Une preuve supplémentaire qu’il ne faut jamais tirer des plans sur la comète et vivre le moment présent. A force de se focaliser sur le futur, qui ne sera peut-être pas celui que nous avions prévu, nous ne profitons pas du moment présent. Un peu comme dans la vie : quand on sera pensionnés, on partira au soleil. Il ne faut pas attendre. Faites-le au moment où vous y pensez, parce qu’après n’arrivera peut-être pas dans les conditions prévues. Ca m’apprendra à ne pas toujours être en phase avec ma philosophie. Résultat des courses : je suis restée au lit, quasi toute la journée, à dormir.

Et pourtant, je sais que ce jour arrive entre deux chimios. Allez, oublions ce mauvais moment et reportons la date.

 

Samedi 10 novembre 2012
En route pour Douai pour le shooting du Tribute Festival. Une première édition pour un public qui n’a pas l’air très connaisseur du genre. La salle est spacieuse, la scène est grande et bien équipée (on reconnaît la patte de l’équipe du Spa Tribute et des Francos), il n’y a plus qu’à attendre et envoyer la sauce.
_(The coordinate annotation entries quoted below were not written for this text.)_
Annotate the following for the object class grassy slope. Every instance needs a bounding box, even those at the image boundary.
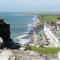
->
[32,15,60,54]
[38,15,60,23]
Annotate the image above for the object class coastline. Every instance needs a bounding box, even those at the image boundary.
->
[15,16,38,44]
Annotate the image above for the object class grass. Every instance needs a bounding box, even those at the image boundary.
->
[38,15,60,23]
[32,47,60,55]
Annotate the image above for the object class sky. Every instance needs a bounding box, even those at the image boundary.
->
[0,0,60,12]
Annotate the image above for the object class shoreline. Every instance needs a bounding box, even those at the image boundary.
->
[15,16,38,44]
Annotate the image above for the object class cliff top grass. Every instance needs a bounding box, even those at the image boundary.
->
[37,15,60,24]
[32,47,60,55]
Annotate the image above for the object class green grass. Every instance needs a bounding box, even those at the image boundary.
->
[38,15,60,23]
[32,47,60,55]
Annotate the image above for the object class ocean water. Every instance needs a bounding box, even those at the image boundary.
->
[0,13,34,39]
Malheureusement, le public n’a pas vraiment répondu présent et c’est dommage pour lui et les organisateurs, qui avaient vraiment mis les petits plats dans les grands. On retrouve les artistes belges, français et italiens que nous connaissons déjà. Parfois, je me demande juste si les « lighteux » (pour les profanes, les ingénieurs qui s’occupent des lumières) n’ont pas la cataracte.

Eclairage plus que faible, pas de poursuite, bref la pénombre. T’as beau avoir du bon matos, quand il n’y a pas de lumière, il n’y a rien à photographier. On s’en sort plutôt bien en jonglant un peu sur le rythme des lumières. Les groupes ont assuré grave. Je suis un peu crevée, surtout à cause de mes pieds qui s’engourdissent tout le temps. Je ne sens pas le sol et je trébuche. Ca commence vraiment à devenir gênant.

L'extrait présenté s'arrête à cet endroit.